Kamis, 02 Desember 2010

DIAM - UNTUK - MENDUKUNG - PEMERINTAH, TANYA-KENAPA?


“DIAM” UNTUK MENDUKUNG PEMERINTAH, TANYA KENAPA?

Agus Fadilla Sandi

“…Sesungguhnya Allah tidak merubah keadaan suatu kaum sehingga mereka merubah keadaan yang ada pada diri mereka sendiri…” (Q.S. ar-Ra’d [13]: 11)

Prolog

Ayat di awal tadi mungkin tidak asing lagi dalam khazanah pengetahuan dan obrolan motivasi perubahan. Kutipan singkat dari surat ar-Ra’d ayat 11 ini ternyata memiliki daya magic tersendiri, sehingga dengan kesederhanaanya ia mampu ‘menyihir’ suatu kaum untuk melakukan perubahan. Pertanyaannya kemudian, dengan apa kaum tersebut mampu melakukan perubahan?

Untuk menjawab pertanyaan tersebut, maka penulis akan menukilkan sekelumit pernyataan dari seorang tokoh berkebangsaan Haddington, Samuel Smiles. Tokoh yang terkenal dengan karyanya “the New Thought author Orison Swett Marden” ini menyatakan, “Segala sesuatu itu hendaknya diawali dengan gagasan atau pikiran. Tanamlah gagasan, petiklah tindakan. Tanamlah tindakan, petiklah kebiasaan. Tanamlah kebiasaan, petiklah watak. Tanamlah watak, petiklah nasib.” Demikianlah pernyataan Samuel Smiles tentang kunci sebuah perubahan yang diawali dengan gagasan dan tindakan. Bukan dengan ‘diam.’

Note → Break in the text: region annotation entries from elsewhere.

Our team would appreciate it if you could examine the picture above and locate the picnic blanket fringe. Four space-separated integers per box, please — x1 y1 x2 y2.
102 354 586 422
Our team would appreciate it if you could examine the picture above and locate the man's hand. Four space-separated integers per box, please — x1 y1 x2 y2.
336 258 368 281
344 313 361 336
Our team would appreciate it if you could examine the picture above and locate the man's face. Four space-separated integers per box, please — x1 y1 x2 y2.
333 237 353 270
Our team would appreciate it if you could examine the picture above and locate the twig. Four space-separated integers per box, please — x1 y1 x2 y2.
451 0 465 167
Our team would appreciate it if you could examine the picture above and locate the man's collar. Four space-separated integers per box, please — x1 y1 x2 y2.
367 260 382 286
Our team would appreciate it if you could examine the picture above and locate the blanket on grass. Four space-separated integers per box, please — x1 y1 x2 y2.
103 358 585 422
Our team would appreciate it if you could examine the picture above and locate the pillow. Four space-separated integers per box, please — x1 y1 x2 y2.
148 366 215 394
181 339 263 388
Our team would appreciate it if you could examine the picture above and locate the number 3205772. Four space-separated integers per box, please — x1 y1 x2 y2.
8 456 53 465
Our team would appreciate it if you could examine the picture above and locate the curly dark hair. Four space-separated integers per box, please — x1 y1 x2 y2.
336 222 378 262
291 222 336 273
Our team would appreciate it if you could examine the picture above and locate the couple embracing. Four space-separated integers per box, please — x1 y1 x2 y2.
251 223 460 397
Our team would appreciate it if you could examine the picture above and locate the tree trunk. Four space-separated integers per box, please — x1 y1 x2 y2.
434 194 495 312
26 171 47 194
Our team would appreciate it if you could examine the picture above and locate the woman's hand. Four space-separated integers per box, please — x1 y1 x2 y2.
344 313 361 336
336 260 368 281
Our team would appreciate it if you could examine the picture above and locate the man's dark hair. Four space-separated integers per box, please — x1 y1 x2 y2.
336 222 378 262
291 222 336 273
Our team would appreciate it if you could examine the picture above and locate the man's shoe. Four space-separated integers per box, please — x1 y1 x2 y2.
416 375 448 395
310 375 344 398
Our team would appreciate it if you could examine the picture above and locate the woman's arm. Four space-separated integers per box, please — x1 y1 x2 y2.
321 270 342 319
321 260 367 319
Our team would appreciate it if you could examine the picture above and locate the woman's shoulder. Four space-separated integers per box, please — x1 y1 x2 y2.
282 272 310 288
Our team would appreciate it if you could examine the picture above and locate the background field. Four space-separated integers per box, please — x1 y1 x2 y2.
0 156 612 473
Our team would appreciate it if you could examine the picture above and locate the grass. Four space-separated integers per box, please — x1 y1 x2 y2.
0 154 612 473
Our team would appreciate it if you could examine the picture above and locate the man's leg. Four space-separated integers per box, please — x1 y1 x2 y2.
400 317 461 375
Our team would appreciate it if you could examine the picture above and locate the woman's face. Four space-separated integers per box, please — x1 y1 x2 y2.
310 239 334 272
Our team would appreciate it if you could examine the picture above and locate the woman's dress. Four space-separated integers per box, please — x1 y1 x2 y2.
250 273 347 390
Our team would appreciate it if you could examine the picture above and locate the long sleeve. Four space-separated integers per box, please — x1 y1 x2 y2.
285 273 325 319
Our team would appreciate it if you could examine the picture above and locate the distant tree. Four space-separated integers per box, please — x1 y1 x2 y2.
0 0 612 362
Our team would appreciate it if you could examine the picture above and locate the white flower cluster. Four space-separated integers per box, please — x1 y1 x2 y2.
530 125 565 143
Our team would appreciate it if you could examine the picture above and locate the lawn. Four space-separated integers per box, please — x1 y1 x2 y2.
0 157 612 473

Dari pernyataan Samuel Smiles di atas mungkin kita mulai dapat belajar akan langkah apa yang paling baik dalam menyikapi keadaan bangsa kita saat ini (Indonesia, red). Dalam konteks yang lebih konkrit, jika kaum yang dimaksud dalam surat ar-Ra’d ayat 11 itu ialah bangsa Indonesia, maka apa yang harus kita lakukan guna mewujudkan suatu perubahan yang baik bagi negara ini?

Sekelumit Sejarah

Dahulu bangsa ini dijajah bertahun-tahun lamanya. Kekayaan alam dikuras dan warga pribumi ditindas lagi diperas. Jerit tangis dan gelinangan air mata menjadi saksi atas kenangan pahit yang ditorehkan dalam sejarah bangsa ini. Sampai pada akhirnya Indonesia berada di hari yang paling bersejarah. Di saat rakyat memiliki tekad, di waktu bola salju perjuangan kian menggelinding dengan besarnya, dan di saat itu lah kita mulai merasakan apa yang disebut dengan ‘MERDEKA’, tertanggal 17 Agustus 1945. Dan sekali lagi bukan karena diam kemerdekaan itu telah diraih.

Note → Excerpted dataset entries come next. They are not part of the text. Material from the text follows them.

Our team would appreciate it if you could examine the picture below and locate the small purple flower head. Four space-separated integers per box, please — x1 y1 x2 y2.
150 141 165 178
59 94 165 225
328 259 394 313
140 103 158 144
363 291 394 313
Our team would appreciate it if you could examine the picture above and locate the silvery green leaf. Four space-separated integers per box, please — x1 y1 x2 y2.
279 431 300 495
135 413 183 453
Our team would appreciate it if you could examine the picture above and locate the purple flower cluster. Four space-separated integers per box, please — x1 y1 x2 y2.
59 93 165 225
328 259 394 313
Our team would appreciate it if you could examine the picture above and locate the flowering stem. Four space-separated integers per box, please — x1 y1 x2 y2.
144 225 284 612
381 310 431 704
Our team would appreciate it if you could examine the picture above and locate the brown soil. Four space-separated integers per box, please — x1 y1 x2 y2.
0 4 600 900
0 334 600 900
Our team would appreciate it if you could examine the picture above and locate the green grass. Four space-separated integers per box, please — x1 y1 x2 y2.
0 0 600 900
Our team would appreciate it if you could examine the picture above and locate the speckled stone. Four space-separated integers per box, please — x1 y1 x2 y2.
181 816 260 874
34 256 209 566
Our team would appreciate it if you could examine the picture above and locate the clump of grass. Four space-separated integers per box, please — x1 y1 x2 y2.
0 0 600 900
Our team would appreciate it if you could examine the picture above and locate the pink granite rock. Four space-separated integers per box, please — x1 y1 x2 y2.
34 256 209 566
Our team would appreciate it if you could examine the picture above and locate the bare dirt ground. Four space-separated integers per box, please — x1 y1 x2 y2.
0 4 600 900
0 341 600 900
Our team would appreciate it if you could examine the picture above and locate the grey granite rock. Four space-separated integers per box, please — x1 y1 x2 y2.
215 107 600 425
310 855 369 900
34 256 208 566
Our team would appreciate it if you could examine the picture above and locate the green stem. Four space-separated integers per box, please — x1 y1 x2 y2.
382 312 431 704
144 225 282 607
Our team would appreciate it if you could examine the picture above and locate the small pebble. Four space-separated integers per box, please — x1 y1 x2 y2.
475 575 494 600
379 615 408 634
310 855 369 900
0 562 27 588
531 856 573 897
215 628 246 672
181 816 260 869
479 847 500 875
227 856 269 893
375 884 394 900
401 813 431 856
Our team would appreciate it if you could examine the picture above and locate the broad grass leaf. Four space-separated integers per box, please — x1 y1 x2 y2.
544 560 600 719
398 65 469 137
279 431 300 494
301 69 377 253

Sebagai proklamator kemerdekaan, Soekarno dipercayai untuk menjadi pemimpin (presiden, red) pertama bangsa ini. Siapa yang tak percaya dengan kepribadian Soekarno? (bandingkan dengan SBY). Kendati demikian, salah dan khilaf tak kunjung henti menghiasi manusia. Hingga Soekarno pun melakukan hal in-constitusional (di luar amanat konstitusi) yang mungkin kita pun tak menyangka mengapa demikian.

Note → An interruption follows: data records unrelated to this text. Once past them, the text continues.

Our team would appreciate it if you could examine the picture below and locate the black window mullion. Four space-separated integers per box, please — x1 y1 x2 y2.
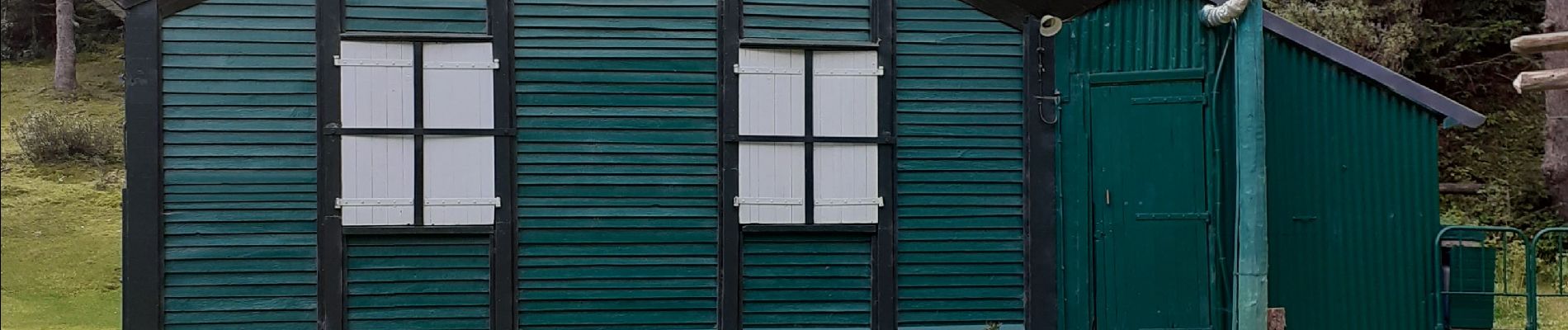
414 42 425 225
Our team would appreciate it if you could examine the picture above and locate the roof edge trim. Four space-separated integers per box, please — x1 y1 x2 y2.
958 0 1030 31
1263 11 1486 127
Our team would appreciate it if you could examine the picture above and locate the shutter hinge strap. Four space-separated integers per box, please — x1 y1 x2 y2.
735 197 806 206
817 197 883 208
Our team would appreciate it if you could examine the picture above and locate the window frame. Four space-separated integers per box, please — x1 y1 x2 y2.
319 38 517 233
725 45 894 227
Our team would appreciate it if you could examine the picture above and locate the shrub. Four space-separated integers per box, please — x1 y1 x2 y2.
8 108 122 163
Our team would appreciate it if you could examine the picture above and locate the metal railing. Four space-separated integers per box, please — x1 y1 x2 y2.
1432 225 1568 330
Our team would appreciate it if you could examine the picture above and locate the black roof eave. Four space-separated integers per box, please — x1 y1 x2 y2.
120 0 1486 127
1041 0 1486 127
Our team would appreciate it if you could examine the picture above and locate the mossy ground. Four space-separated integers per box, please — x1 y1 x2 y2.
0 53 124 330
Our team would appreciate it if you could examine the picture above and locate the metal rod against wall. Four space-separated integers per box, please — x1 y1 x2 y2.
1231 2 1268 330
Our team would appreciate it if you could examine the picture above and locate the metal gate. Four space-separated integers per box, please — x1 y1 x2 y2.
1432 225 1568 330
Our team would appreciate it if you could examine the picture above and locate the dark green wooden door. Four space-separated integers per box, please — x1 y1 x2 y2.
1089 82 1216 330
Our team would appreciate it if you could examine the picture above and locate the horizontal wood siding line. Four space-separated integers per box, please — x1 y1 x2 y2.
514 0 718 330
895 0 1024 328
347 234 491 330
740 233 871 328
162 0 317 330
343 0 486 33
740 0 871 40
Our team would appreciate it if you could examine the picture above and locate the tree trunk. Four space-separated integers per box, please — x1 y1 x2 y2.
1542 0 1568 224
55 0 77 97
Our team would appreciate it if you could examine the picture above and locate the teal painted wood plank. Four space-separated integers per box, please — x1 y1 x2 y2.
163 131 315 145
165 210 317 224
163 67 315 82
517 311 715 327
519 266 718 280
163 285 315 299
163 248 315 262
517 106 718 118
348 319 489 330
517 299 718 313
163 311 315 325
163 171 315 185
348 307 489 319
163 106 315 119
179 3 315 17
165 272 315 285
165 297 315 311
512 26 716 40
348 293 489 308
165 222 315 234
165 234 315 248
519 243 718 257
343 7 486 21
163 16 315 33
517 164 718 175
514 17 718 30
899 275 1024 287
519 229 716 244
165 318 317 330
516 70 716 83
343 0 484 11
163 260 317 274
517 5 718 21
348 280 489 295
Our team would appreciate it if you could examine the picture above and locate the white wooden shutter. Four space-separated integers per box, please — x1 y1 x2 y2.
423 42 500 225
735 143 806 224
734 49 806 224
735 49 806 136
815 52 883 138
812 144 883 224
810 52 883 224
338 40 414 225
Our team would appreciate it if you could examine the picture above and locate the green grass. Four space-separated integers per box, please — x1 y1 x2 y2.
0 50 124 330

Pada perkembangan selanjutnya, Soeharto diangkat menjadi pengganti tokoh kemerdekaan, Soekarno. Dibandingkan dengan Soekarno, tentunya Soeharto lebih lama menjabat sebagai pemimpin negara. Namun sayangnya, masa yang lama itu bukanlah karena bahagia atau sejahtera yang dirasakan rakyatnya, sekali lagi bukan. Melainkan karena rakyat pada saat itu ‘diam’, dan dengan sikap diam itu mereka ‘ditindas’. Mungkin pada awalnya, kita juga berprasangka bahwa Soeharto selaku pemimpin negara tidak mungkin akan melakukan kebijakan yang tak berorientasikan maslahat pada rakyatnya. Tapi kenyataanya, demikianlah adanya. Sehingga belum tentu juga SBY yang dipopulerkan saat ini juga tidak akan melakukan hal serupa yang terjadi di masa silam.

Lembaran baru dibuka. Gema reformasi 1998 diteriakkan di seluruh penjuru negeri. Rezim Soeharto tumbang dan cita-cita reformasi pun kian jelas terpampang. Apa yang menyebabkan kini kita sampai pada saat seperti ini?, rasakan jika kita hanya terdiam pada saat dijajah, bayangkan jika kita hanya terdiam saat dipimpin Soeharto yang otoriter, dan tahukah kita apa yang akan terjadi jika kita hanya selalu terdiam. Jawabannya hanya satu, yakni ‘statis’ (tak ada perubahan). Bukankah Allah telah berjanji tidak akan merubah suatu kaum hingga kaum itu sendiri yang merubahnya?

Renungan tentang Diam

W.J.S. Poerwadarminta dalam kamus umum bahasa Indonesia susunannya menjelaskan, diam sebagai kata kerja memiliki dua arti, pertama tidak berbunyi (berkata atau bersuara), dan yang kedua tidak bergerak; tidak berbuat apa-apa. Dari dua arti tersebut, manakah kiranya yang baik digunakan untuk mendukung pemerintah?. Penulis rasa tidak kedua-duanya, kecuali ia (siapapun) yang masih bayi, ia yang tak memiliki mulut, mata, tangan, kaki, atau bahkan ia yang telah wafat. Masihkah kita mau tetap berdiam diri?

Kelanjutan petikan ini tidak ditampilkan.